The next problem was the standard treatment options. In the school setting, traditionally a team of experts would develop an individualized education plan (IEP) for the child to develop the skills associated with learning colors, shapes, and fine and gross motor movement. The team would incorporate repetition, reinforcement, and redirection to assist the child in achieving the cognitive and age related goals in the areas of reading, writing, and arithmetic. This model represents current best practices in the academic and clinical worlds. Even in a clinical setting, as in the one I describe, the staff members retain the cognitive goals of reading, writing, and arithmetic, by adapting individualized approaches to achieve the goals for each child. The special education teacher may physically assist the child in a vegetative state to place his or her hand upon an object while verbally speaking the name of the object for the child.

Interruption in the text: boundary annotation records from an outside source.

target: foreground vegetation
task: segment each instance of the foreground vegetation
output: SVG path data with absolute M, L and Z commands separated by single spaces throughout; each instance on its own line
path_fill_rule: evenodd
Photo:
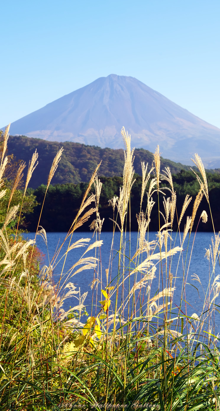
M 7 129 L 0 165 L 2 183 L 8 134 Z M 113 239 L 105 275 L 101 264 L 103 222 L 99 206 L 102 182 L 96 175 L 98 166 L 73 217 L 64 242 L 67 250 L 63 251 L 64 243 L 59 245 L 52 259 L 42 268 L 38 279 L 36 264 L 33 266 L 34 244 L 21 241 L 16 228 L 15 235 L 12 235 L 14 231 L 9 228 L 10 222 L 15 221 L 13 219 L 19 209 L 9 206 L 6 210 L 0 231 L 0 410 L 201 409 L 208 411 L 220 408 L 220 353 L 216 328 L 220 237 L 214 227 L 206 254 L 209 262 L 209 271 L 206 273 L 208 285 L 204 290 L 200 312 L 191 312 L 185 293 L 190 266 L 184 259 L 183 251 L 186 249 L 189 255 L 193 252 L 194 242 L 190 247 L 189 238 L 196 235 L 196 231 L 192 233 L 196 219 L 199 226 L 207 224 L 206 211 L 199 212 L 203 197 L 212 221 L 204 168 L 199 156 L 195 155 L 194 161 L 200 173 L 197 176 L 198 192 L 194 202 L 188 194 L 185 196 L 179 211 L 176 209 L 177 186 L 169 168 L 161 167 L 157 147 L 153 169 L 142 163 L 142 180 L 132 199 L 133 151 L 124 129 L 122 134 L 125 164 L 118 196 L 109 199 Z M 50 192 L 61 154 L 61 149 L 53 162 L 44 189 L 45 198 Z M 24 201 L 37 157 L 34 153 L 29 163 Z M 15 185 L 22 172 L 19 169 Z M 91 190 L 94 194 L 90 194 Z M 3 190 L 0 192 L 2 199 L 5 195 Z M 139 205 L 137 216 L 132 214 L 134 200 Z M 44 199 L 42 209 L 45 205 Z M 158 233 L 155 240 L 150 242 L 148 233 L 154 212 Z M 41 213 L 41 210 L 36 235 L 41 236 L 47 244 L 46 231 L 38 226 Z M 83 226 L 92 215 L 94 237 L 91 243 L 87 238 L 76 241 L 75 230 Z M 138 221 L 138 240 L 136 252 L 131 255 L 129 228 L 134 219 Z M 17 227 L 19 219 L 16 220 Z M 183 233 L 180 229 L 183 222 Z M 121 237 L 115 255 L 113 240 L 116 227 Z M 177 245 L 177 236 L 180 246 Z M 62 262 L 60 274 L 64 275 L 69 253 L 80 247 L 81 258 L 66 273 L 64 282 L 59 279 L 56 283 L 54 271 L 58 262 Z M 87 254 L 92 250 L 93 256 Z M 179 257 L 176 268 L 173 263 L 174 255 Z M 118 261 L 116 272 L 112 269 L 113 258 Z M 80 294 L 73 277 L 87 270 L 93 270 L 94 280 L 92 301 L 87 303 L 87 307 L 88 303 L 91 305 L 84 320 L 82 314 L 87 293 Z M 195 288 L 201 286 L 199 276 L 194 276 L 198 284 Z M 176 279 L 180 277 L 183 280 L 181 298 L 177 306 L 173 298 Z M 152 291 L 155 282 L 156 294 Z M 76 304 L 65 312 L 63 303 L 70 296 L 75 299 Z

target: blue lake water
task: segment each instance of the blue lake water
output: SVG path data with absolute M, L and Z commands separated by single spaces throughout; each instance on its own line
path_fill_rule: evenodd
M 149 233 L 148 240 L 152 241 L 154 240 L 156 238 L 157 233 L 154 232 L 150 232 Z M 28 233 L 24 235 L 24 236 L 26 238 L 34 239 L 35 234 L 34 233 Z M 47 244 L 48 249 L 48 254 L 47 249 L 47 247 L 43 239 L 40 236 L 37 236 L 36 245 L 39 249 L 44 254 L 44 261 L 43 265 L 49 265 L 49 259 L 51 261 L 56 253 L 56 250 L 61 245 L 64 240 L 66 233 L 47 233 Z M 112 247 L 112 253 L 111 249 L 112 248 L 112 233 L 109 232 L 103 232 L 101 233 L 100 239 L 103 240 L 103 245 L 100 249 L 100 253 L 98 255 L 98 251 L 96 251 L 96 257 L 98 258 L 98 267 L 97 266 L 96 269 L 96 272 L 98 270 L 98 279 L 101 282 L 102 285 L 99 284 L 97 291 L 97 299 L 99 300 L 103 300 L 104 298 L 102 295 L 101 292 L 101 288 L 104 288 L 106 285 L 106 279 L 105 276 L 105 269 L 107 269 L 111 266 L 111 272 L 110 270 L 109 273 L 109 280 L 111 276 L 111 279 L 112 281 L 111 285 L 114 285 L 117 282 L 117 276 L 118 272 L 118 251 L 119 247 L 120 242 L 120 233 L 116 233 L 115 234 L 114 242 Z M 173 234 L 172 235 L 173 238 L 172 242 L 172 246 L 173 246 L 173 243 L 175 241 L 175 237 Z M 128 266 L 129 264 L 129 259 L 127 258 L 127 256 L 129 256 L 129 253 L 131 257 L 132 257 L 135 254 L 137 247 L 137 239 L 138 233 L 136 232 L 131 232 L 131 241 L 129 236 L 127 237 L 125 240 L 126 249 L 125 254 L 127 257 L 125 257 L 125 265 Z M 189 266 L 187 282 L 185 287 L 186 300 L 187 301 L 187 314 L 190 315 L 193 312 L 196 312 L 198 315 L 201 312 L 203 306 L 204 301 L 204 293 L 206 292 L 207 287 L 208 286 L 209 281 L 209 263 L 206 258 L 205 258 L 205 254 L 206 249 L 208 249 L 209 245 L 211 244 L 211 239 L 212 237 L 213 237 L 213 233 L 197 233 L 196 234 L 194 238 L 194 244 L 193 245 L 193 249 L 191 258 L 190 263 Z M 77 240 L 83 238 L 90 238 L 91 239 L 89 244 L 94 242 L 95 240 L 95 238 L 92 238 L 92 233 L 90 232 L 86 233 L 74 233 L 71 240 L 71 244 Z M 186 256 L 187 255 L 186 248 L 187 245 L 187 238 L 185 240 L 184 244 L 184 249 L 183 252 L 184 263 L 185 263 Z M 187 252 L 187 257 L 186 258 L 186 269 L 185 270 L 185 273 L 186 274 L 187 269 L 189 262 L 190 258 L 190 255 L 192 249 L 193 242 L 194 240 L 194 233 L 192 233 L 189 242 L 189 246 Z M 66 243 L 64 245 L 61 252 L 60 254 L 60 258 L 66 252 L 68 241 L 67 240 Z M 179 238 L 177 236 L 175 242 L 175 246 L 179 245 L 180 244 Z M 130 247 L 130 250 L 129 249 Z M 169 249 L 169 247 L 168 247 Z M 61 284 L 62 285 L 65 279 L 66 279 L 66 276 L 65 273 L 67 272 L 72 267 L 73 264 L 75 263 L 81 257 L 82 254 L 86 249 L 86 247 L 81 247 L 79 248 L 75 248 L 68 252 L 67 254 L 64 268 L 63 270 L 63 274 L 62 276 Z M 155 252 L 158 252 L 159 250 Z M 84 256 L 95 256 L 95 250 L 94 249 L 89 252 Z M 49 257 L 48 257 L 49 254 Z M 176 289 L 174 291 L 173 303 L 174 305 L 176 305 L 178 306 L 179 304 L 181 295 L 182 290 L 182 283 L 183 278 L 183 263 L 182 258 L 179 261 L 178 269 L 177 267 L 178 265 L 178 261 L 179 259 L 180 253 L 173 256 L 172 258 L 172 265 L 171 268 L 171 272 L 173 273 L 173 279 L 172 286 L 175 285 Z M 146 256 L 144 257 L 145 258 Z M 165 260 L 163 260 L 165 261 Z M 57 264 L 53 272 L 53 277 L 54 283 L 56 284 L 58 282 L 60 278 L 61 274 L 62 272 L 62 268 L 63 263 L 64 259 L 63 258 L 60 262 Z M 131 263 L 131 267 L 133 268 L 132 263 Z M 159 279 L 160 277 L 159 290 L 162 289 L 161 278 L 161 273 L 160 267 L 158 264 L 157 265 L 157 269 L 155 272 L 155 278 L 153 279 L 151 290 L 151 297 L 153 297 L 154 295 L 157 293 L 158 290 Z M 164 288 L 165 284 L 165 268 L 164 265 L 162 267 L 163 270 L 163 281 Z M 210 268 L 210 274 L 211 274 L 212 271 L 212 268 Z M 89 307 L 91 307 L 92 298 L 92 290 L 91 289 L 90 286 L 89 285 L 90 283 L 92 282 L 94 276 L 97 277 L 96 272 L 94 273 L 94 270 L 89 270 L 82 271 L 81 272 L 75 275 L 70 278 L 68 279 L 68 282 L 71 282 L 74 283 L 77 290 L 80 287 L 80 293 L 82 295 L 84 293 L 88 292 L 88 294 L 85 300 L 84 304 L 87 306 L 87 311 L 89 312 Z M 197 275 L 199 277 L 201 286 L 199 282 L 194 281 L 192 279 L 191 277 L 194 274 Z M 220 269 L 219 264 L 216 264 L 215 276 L 218 274 L 220 274 Z M 126 273 L 125 273 L 126 275 Z M 138 277 L 138 275 L 137 280 L 140 279 Z M 213 276 L 212 279 L 213 279 Z M 131 284 L 133 282 L 133 275 L 130 277 Z M 213 281 L 211 280 L 211 284 L 212 284 Z M 124 294 L 127 293 L 129 289 L 128 279 L 126 280 L 124 286 Z M 195 288 L 198 289 L 198 291 Z M 63 289 L 63 291 L 65 290 Z M 96 294 L 96 291 L 94 291 L 94 293 Z M 120 299 L 121 292 L 119 293 L 119 299 Z M 115 294 L 114 295 L 115 296 Z M 76 296 L 77 296 L 77 295 Z M 94 297 L 94 300 L 96 300 Z M 143 296 L 141 297 L 143 298 Z M 112 298 L 112 300 L 114 299 Z M 215 303 L 220 303 L 220 296 L 215 300 Z M 63 307 L 66 310 L 68 310 L 70 306 L 74 306 L 77 304 L 77 300 L 74 297 L 71 297 L 66 300 L 64 302 Z M 184 312 L 185 303 L 182 305 L 183 310 Z M 220 321 L 219 322 L 220 323 Z

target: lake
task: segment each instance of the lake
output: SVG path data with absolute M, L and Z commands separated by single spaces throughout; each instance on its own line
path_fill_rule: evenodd
M 149 241 L 152 241 L 155 239 L 157 233 L 153 232 L 150 232 L 149 233 Z M 188 265 L 190 260 L 192 246 L 194 239 L 194 233 L 192 233 L 189 242 L 189 247 L 186 259 L 187 264 L 186 266 L 187 267 L 187 269 L 185 270 L 186 272 L 187 272 L 188 268 Z M 27 233 L 24 234 L 24 236 L 27 239 L 34 239 L 35 236 L 35 233 Z M 37 246 L 43 254 L 44 254 L 43 265 L 45 264 L 47 266 L 49 265 L 49 259 L 50 261 L 51 261 L 57 249 L 58 245 L 59 245 L 58 246 L 59 246 L 64 240 L 66 236 L 66 233 L 47 233 L 48 252 L 43 239 L 40 236 L 37 236 Z M 96 270 L 98 268 L 98 278 L 102 282 L 102 286 L 101 286 L 100 284 L 99 284 L 97 292 L 97 300 L 98 301 L 104 299 L 101 293 L 101 288 L 104 288 L 106 285 L 105 269 L 109 268 L 110 261 L 112 261 L 112 272 L 111 273 L 111 279 L 112 280 L 112 284 L 111 285 L 114 285 L 116 283 L 116 277 L 117 275 L 118 266 L 118 250 L 119 250 L 119 246 L 120 236 L 120 234 L 119 232 L 115 233 L 112 254 L 111 254 L 112 233 L 104 232 L 101 233 L 100 239 L 103 241 L 103 245 L 101 247 L 100 255 L 98 255 L 97 254 L 96 254 L 96 256 L 98 258 L 98 267 L 97 267 L 96 268 Z M 172 236 L 174 239 L 172 241 L 172 244 L 173 244 L 174 240 L 175 240 L 175 237 L 173 234 Z M 129 255 L 130 247 L 131 247 L 131 256 L 132 257 L 135 254 L 136 250 L 137 236 L 137 233 L 134 232 L 131 232 L 130 242 L 129 241 L 129 236 L 127 236 L 126 240 L 126 245 L 125 252 L 125 254 L 126 256 Z M 187 314 L 190 315 L 191 315 L 193 312 L 195 312 L 199 315 L 200 312 L 201 312 L 202 309 L 204 300 L 204 293 L 206 292 L 206 289 L 208 287 L 209 278 L 209 261 L 207 258 L 204 257 L 204 256 L 206 253 L 206 249 L 208 249 L 209 245 L 211 244 L 212 237 L 213 237 L 213 233 L 197 233 L 194 239 L 193 249 L 191 258 L 187 280 L 187 284 L 186 285 L 185 288 L 186 300 L 188 303 L 187 312 Z M 95 240 L 95 237 L 92 238 L 92 233 L 91 232 L 75 232 L 73 233 L 71 244 L 82 238 L 91 238 L 91 241 L 89 243 L 89 244 L 94 242 Z M 63 246 L 63 252 L 62 253 L 62 254 L 61 254 L 61 255 L 63 255 L 66 250 L 68 244 L 68 242 L 66 242 L 66 243 Z M 180 244 L 179 237 L 178 236 L 175 245 L 176 246 L 179 245 Z M 184 248 L 185 247 L 186 248 L 187 245 L 187 238 L 185 240 L 184 244 Z M 61 284 L 63 283 L 65 281 L 65 279 L 66 278 L 66 275 L 65 275 L 65 273 L 68 272 L 73 264 L 79 259 L 86 249 L 86 247 L 75 248 L 70 250 L 68 253 L 65 262 L 64 269 L 63 270 L 63 274 L 62 275 L 61 279 Z M 95 252 L 95 250 L 94 249 L 89 252 L 88 253 L 87 253 L 86 256 L 94 256 Z M 97 253 L 98 252 L 98 251 L 97 251 Z M 173 286 L 174 285 L 175 281 L 175 285 L 176 287 L 176 289 L 174 291 L 173 302 L 174 305 L 176 304 L 176 305 L 178 305 L 180 300 L 182 292 L 183 277 L 182 259 L 179 263 L 178 269 L 177 270 L 177 267 L 178 266 L 178 261 L 179 259 L 179 254 L 178 253 L 178 254 L 173 256 L 171 269 L 171 272 L 173 273 L 173 276 L 172 285 Z M 183 260 L 185 261 L 187 255 L 187 250 L 186 249 L 184 250 L 183 255 Z M 63 261 L 64 259 L 63 258 L 57 265 L 53 272 L 54 279 L 55 284 L 57 283 L 60 278 Z M 125 257 L 126 265 L 127 264 L 128 265 L 129 263 L 129 259 L 126 257 Z M 151 297 L 154 296 L 154 295 L 156 293 L 158 289 L 158 278 L 160 269 L 158 265 L 157 265 L 157 268 L 155 272 L 156 278 L 153 279 L 152 282 L 151 290 Z M 211 269 L 211 272 L 212 270 Z M 193 280 L 191 276 L 193 275 L 194 274 L 199 276 L 201 285 L 198 281 Z M 219 265 L 218 265 L 217 264 L 216 264 L 215 270 L 215 277 L 216 275 L 220 274 Z M 164 281 L 165 281 L 164 275 Z M 95 275 L 97 276 L 96 273 L 95 273 Z M 109 272 L 109 277 L 110 276 L 110 272 Z M 84 304 L 87 306 L 87 309 L 89 312 L 89 307 L 91 307 L 92 298 L 92 290 L 91 289 L 91 286 L 89 284 L 93 281 L 94 276 L 94 270 L 86 270 L 77 274 L 72 278 L 69 279 L 68 280 L 68 282 L 71 281 L 74 283 L 77 287 L 77 290 L 80 288 L 81 295 L 84 293 L 88 292 L 88 294 L 86 297 Z M 175 280 L 175 277 L 176 277 L 176 280 Z M 213 277 L 212 277 L 212 279 L 213 278 Z M 140 279 L 140 278 L 138 278 L 138 275 L 137 279 L 138 280 L 138 279 Z M 133 275 L 132 278 L 131 279 L 131 283 L 133 282 Z M 159 290 L 160 291 L 162 289 L 161 279 L 160 279 L 160 282 Z M 211 284 L 213 282 L 213 281 L 211 281 Z M 126 292 L 126 291 L 128 289 L 128 279 L 127 279 L 125 282 L 124 292 Z M 196 288 L 195 287 L 196 287 Z M 197 289 L 198 291 L 196 289 Z M 96 294 L 96 291 L 95 291 L 94 292 Z M 120 293 L 119 293 L 119 295 L 120 295 Z M 113 299 L 112 299 L 112 301 L 113 301 Z M 218 297 L 216 299 L 215 303 L 217 304 L 220 303 L 220 297 Z M 77 300 L 76 298 L 72 297 L 70 298 L 68 298 L 65 300 L 63 307 L 66 310 L 67 310 L 69 309 L 70 306 L 73 307 L 77 305 Z M 185 303 L 184 305 L 182 305 L 182 307 L 183 307 L 183 310 L 184 311 Z M 90 308 L 90 309 L 91 312 L 91 308 Z M 219 321 L 219 323 L 220 323 L 220 321 Z

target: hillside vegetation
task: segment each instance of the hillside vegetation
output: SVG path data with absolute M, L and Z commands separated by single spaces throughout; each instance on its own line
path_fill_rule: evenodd
M 220 226 L 220 175 L 217 173 L 207 174 L 207 180 L 209 189 L 209 199 L 211 204 L 212 215 L 215 225 L 218 231 Z M 135 175 L 135 181 L 133 183 L 130 194 L 131 212 L 135 216 L 138 214 L 140 210 L 140 202 L 138 193 L 141 189 L 142 178 L 138 174 Z M 119 197 L 120 187 L 123 185 L 122 177 L 101 177 L 102 183 L 102 189 L 99 200 L 99 211 L 101 218 L 104 218 L 102 226 L 103 231 L 111 231 L 113 228 L 112 208 L 109 207 L 109 200 L 114 196 Z M 178 214 L 180 215 L 184 199 L 187 194 L 189 194 L 194 200 L 199 190 L 199 185 L 195 174 L 192 171 L 182 170 L 177 174 L 173 175 L 173 187 L 177 194 L 176 210 Z M 161 186 L 166 185 L 164 182 Z M 80 208 L 84 194 L 87 187 L 87 183 L 79 183 L 78 184 L 69 183 L 67 184 L 56 184 L 49 187 L 44 201 L 44 205 L 42 211 L 40 224 L 47 231 L 67 232 L 70 225 L 73 222 L 73 216 L 76 214 Z M 147 187 L 148 188 L 148 187 Z M 35 189 L 30 190 L 31 193 L 36 197 L 38 205 L 35 208 L 33 213 L 26 215 L 26 221 L 28 229 L 30 231 L 35 231 L 36 224 L 38 221 L 41 206 L 44 200 L 46 189 L 46 186 L 42 185 Z M 95 188 L 92 186 L 90 194 L 95 194 Z M 157 201 L 157 194 L 155 193 L 152 196 L 154 201 Z M 159 200 L 160 206 L 163 208 L 163 195 L 159 193 Z M 143 205 L 147 206 L 147 197 L 144 196 Z M 193 201 L 191 201 L 189 206 L 189 212 L 192 211 Z M 63 212 L 63 210 L 65 212 Z M 199 231 L 210 231 L 212 229 L 212 223 L 210 211 L 205 198 L 201 200 L 199 206 L 198 221 L 199 213 L 205 210 L 209 218 L 206 224 L 200 225 Z M 162 217 L 161 217 L 162 218 Z M 89 222 L 84 224 L 82 227 L 82 231 L 89 231 L 89 224 L 93 220 L 92 215 Z M 54 224 L 56 222 L 56 224 Z M 196 228 L 197 222 L 196 219 L 194 225 Z M 130 223 L 129 223 L 130 224 Z M 133 218 L 130 222 L 131 229 L 138 231 L 138 224 L 136 219 Z M 180 224 L 180 229 L 183 231 L 184 224 Z M 176 230 L 178 227 L 177 219 L 174 219 L 173 228 Z M 116 230 L 117 229 L 116 226 Z M 150 231 L 159 230 L 158 224 L 158 213 L 157 208 L 153 208 L 148 226 Z
M 97 146 L 86 145 L 78 143 L 66 141 L 48 141 L 40 139 L 30 139 L 23 136 L 9 137 L 8 154 L 13 154 L 18 159 L 22 159 L 28 164 L 33 152 L 37 149 L 39 154 L 39 166 L 30 182 L 31 187 L 36 188 L 41 184 L 46 184 L 50 164 L 56 153 L 63 147 L 63 152 L 54 176 L 53 184 L 77 184 L 89 181 L 94 170 L 100 162 L 99 175 L 114 177 L 122 175 L 123 172 L 124 155 L 122 149 L 113 150 L 101 148 Z M 153 161 L 152 153 L 139 148 L 135 150 L 134 169 L 135 172 L 141 174 L 142 161 L 151 165 Z M 161 159 L 162 167 L 169 167 L 172 174 L 190 167 L 180 163 Z
M 154 175 L 142 164 L 141 178 L 134 174 L 133 151 L 123 128 L 123 178 L 103 178 L 102 186 L 98 166 L 88 184 L 50 188 L 60 150 L 47 186 L 34 193 L 42 203 L 40 214 L 49 207 L 42 215 L 44 224 L 53 207 L 57 207 L 57 215 L 58 211 L 69 212 L 71 219 L 63 242 L 53 255 L 46 254 L 40 270 L 42 262 L 34 240 L 25 241 L 17 231 L 23 206 L 28 207 L 30 199 L 31 205 L 35 201 L 33 189 L 30 195 L 27 187 L 40 168 L 38 155 L 33 153 L 20 194 L 16 187 L 23 163 L 11 189 L 5 188 L 9 128 L 0 155 L 0 198 L 5 209 L 0 219 L 0 411 L 219 409 L 218 224 L 213 224 L 210 233 L 206 264 L 205 250 L 196 248 L 194 240 L 197 227 L 214 220 L 211 207 L 218 203 L 220 176 L 206 177 L 196 154 L 197 179 L 185 171 L 173 179 L 169 169 L 160 167 L 157 146 Z M 190 195 L 185 196 L 187 191 Z M 115 220 L 112 239 L 107 244 L 102 232 L 104 201 L 115 193 L 118 198 L 112 199 L 110 207 L 105 205 Z M 58 210 L 61 199 L 65 202 Z M 87 226 L 92 215 L 93 238 L 78 236 L 76 230 Z M 137 220 L 136 241 L 130 229 Z M 40 222 L 38 215 L 33 238 L 40 235 L 49 250 L 49 239 Z M 150 240 L 148 230 L 152 226 L 154 229 L 159 226 L 159 231 Z M 194 270 L 191 256 L 195 254 Z M 82 293 L 77 274 L 83 276 L 89 293 Z

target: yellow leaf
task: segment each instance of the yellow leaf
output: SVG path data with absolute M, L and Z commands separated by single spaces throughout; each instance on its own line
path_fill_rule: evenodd
M 95 321 L 95 317 L 88 317 L 87 319 L 87 323 L 84 326 L 82 329 L 82 333 L 84 335 L 86 335 L 87 333 L 89 332 L 89 330 L 90 330 L 92 327 Z
M 106 298 L 108 298 L 108 295 L 107 293 L 106 293 L 106 291 L 105 291 L 105 290 L 102 290 L 102 293 L 103 294 L 103 295 Z
M 102 332 L 98 324 L 96 324 L 94 328 L 95 332 L 96 333 L 96 335 L 98 339 L 100 338 L 102 335 Z
M 85 338 L 85 337 L 84 337 L 84 335 L 80 335 L 77 337 L 77 338 L 74 340 L 75 347 L 78 347 L 79 346 L 81 345 L 83 342 Z
M 99 302 L 100 302 L 101 304 L 102 304 L 103 305 L 104 305 L 105 304 L 105 300 L 103 300 L 102 301 L 99 301 Z

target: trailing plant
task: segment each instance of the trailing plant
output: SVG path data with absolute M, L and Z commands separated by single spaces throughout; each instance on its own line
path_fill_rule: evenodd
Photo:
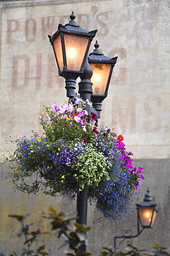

This procedure achieves an age appropriate approach designed to teach the child to learn a concept. Yet, the children I served were diagnosed in a vegetative state usually indicated that the child functioned, unaware of either the teacher or the object, and more importantly, unable to reach the complex cognitive goals.
How can best practices become better? I turned to the field of neuroscience which had transformed a subset of music therapists into Neurologic Music Therapists who believed that a portion of individuals who were unable to respond to the environment, similar to some of the kids I served, were irresponsive because on the neurological level, at the level of the nervous system, they were unable to initiate a response (Guldenmund, Stender, Heine, & Laureys, 2012). Without initiating a response the vegetative child remains motionless. Neurologic Music Therapy (NMT) a Transformational Design Model (TDM) based in neuroscience research, uses a different assessment, treatment, and allow for transition to independence for several of the children I served.
Let’s take the problem of assessment
Briefly the Glasgow Coma Scale accurately and reliably assesses the child’s ability to respond cognitively to the environment. Four children with similar Glasgow Coma Scale scores of vegetative state could and probably do have four different neurological reasons for their disabilities and subsequent lack of response. Assessment requires identifying the unique neurological processes underpinning the individuals’ state.
Diagnostic Differentiation allows the therapist to identify the specific neurologic needs of each individual allowing the professional to identify which neurological processes need to be addressed and which specific neurologic stimulus affects those processes. The Transformational Design Model identifies the disrupted neurological processes and a clinician applies the correct neurological stimulus to affect that process. The Neurologic Music Therapist then builds a treatment protocol including stimulating a neurological sequence designed to drive the nervous system toward health.
Instead of using repetition, reinforcement, and redirection, the treatment involves a rhythmic auditory stimulus in the form of music, which serves to initiate neural activity, sustaining, and inhibiting each neurological sequence or process. In this way, the diagnostic details define the treatment, which may include neurologic music therapists, and depending on the client, a variety of traditional therapists to implement the treatment.